A Procuradoria-Geral da República (PGR) declarou-se contra a suspensão imediata da Lei da Dosimetria, medida que beneficia condenados pelos atos golpistas de 8 de janeiro de 2023 e o ex-presidente Jair Bolsonaro. A manifestação foi encaminhada ao Supremo Tribunal Federal (STF) sobre quatro ações que questionam a constitucionalidade da norma.
A PGR sustenta que a lei deve permanecer em vigor enquanto o mérito das ADIs não é apreciado pelo STF. O procurador-geral Paulo Gonet afirma que não houve violação ao bicameralismo nem ao devido processo legislativo no veto presidencial que levou à sanção da lei.
Posicionamento da PGR
Segundo Gonet, as alterações promovidas pelo Senado não foram substanciais a exigir retorno da matéria à Câmara. Ele destaca que o veto foi conduzido de forma regular em sessão conjunta e que não houve desfiguração da proposição aprovada.
O procurador ainda afirma que o debate público sobre anistia aos condenados de 8 de janeiro não configura desvio de finalidade. Ele ressalta que mudanças no direito surgem diante da realidade, desde que não configurem atos de clemência incompatíveis com a Constituição.
Contexto da Lei da Dosimetria
A norma altera dispositivos da Lei de Execução Penal e do Código Penal, incluindo regras de progressão de regime, remição de pena e uma nova causa de diminuição de pena para crimes cometidos em contexto de multidão. A lei já está suspensa há mais de um mês por decisão cautelar de natureza provisória do ministro Alexandre de Moraes.

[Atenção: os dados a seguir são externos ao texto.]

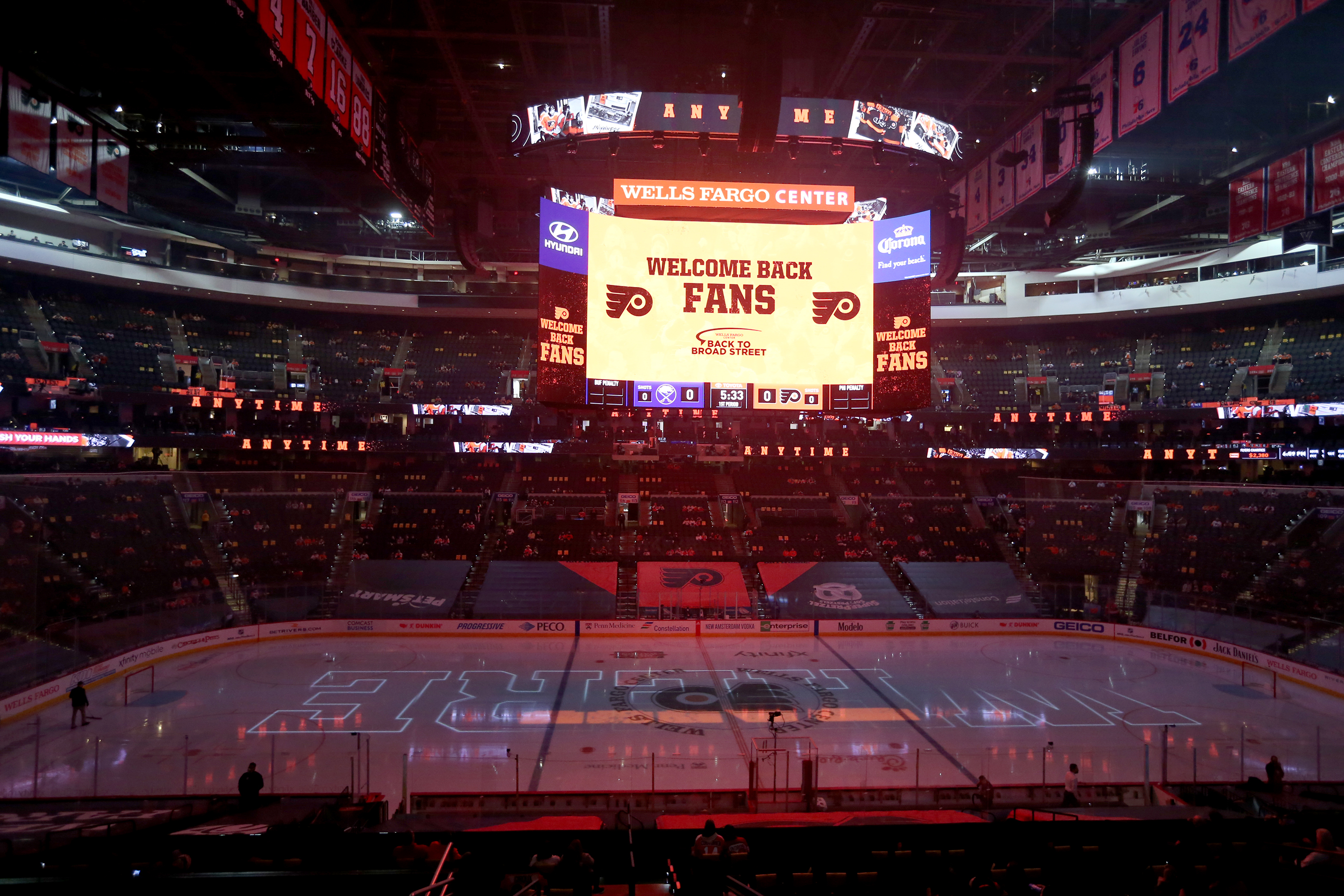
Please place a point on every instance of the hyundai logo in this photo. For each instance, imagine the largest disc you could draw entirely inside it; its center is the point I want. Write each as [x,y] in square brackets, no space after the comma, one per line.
[564,232]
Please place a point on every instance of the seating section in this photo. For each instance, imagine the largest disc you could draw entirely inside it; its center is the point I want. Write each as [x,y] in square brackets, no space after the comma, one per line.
[679,513]
[935,481]
[425,527]
[279,538]
[913,530]
[120,535]
[565,478]
[1065,540]
[767,477]
[121,343]
[806,543]
[1199,366]
[1310,346]
[460,366]
[1215,540]
[674,478]
[775,511]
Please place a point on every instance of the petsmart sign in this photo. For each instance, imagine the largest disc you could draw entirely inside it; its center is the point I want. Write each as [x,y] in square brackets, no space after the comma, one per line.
[901,248]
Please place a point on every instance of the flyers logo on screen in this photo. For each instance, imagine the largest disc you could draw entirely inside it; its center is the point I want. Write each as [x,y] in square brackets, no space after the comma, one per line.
[843,307]
[681,578]
[628,299]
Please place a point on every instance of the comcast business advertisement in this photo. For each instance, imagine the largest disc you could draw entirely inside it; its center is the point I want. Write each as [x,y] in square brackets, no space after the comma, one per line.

A suspensão foi requerida ao STF para casos envolvendo uma mulher condenada pela participação nos eventos de 8 de janeiro. As ações foram apresentadas pela ABI e pelos partidos PSOL, Rede, PDT, PT, PV e PCdoB, que apontam irregularidades na votação do veto e violação ao princípio da individualização da pena.
Situação atual no STF
Conforme o STF analisa o mérito das ADIs, a PGR defende que a lei permaneça válida. A discussão envolve caminhos da dosimetria, da execução penal e efeitos sobre condenações já impostas, sem, porém, descaracterizar a tipicidade dos crimes contra o Estado Democrático de Direito. A decisão final ainda não ocorreu.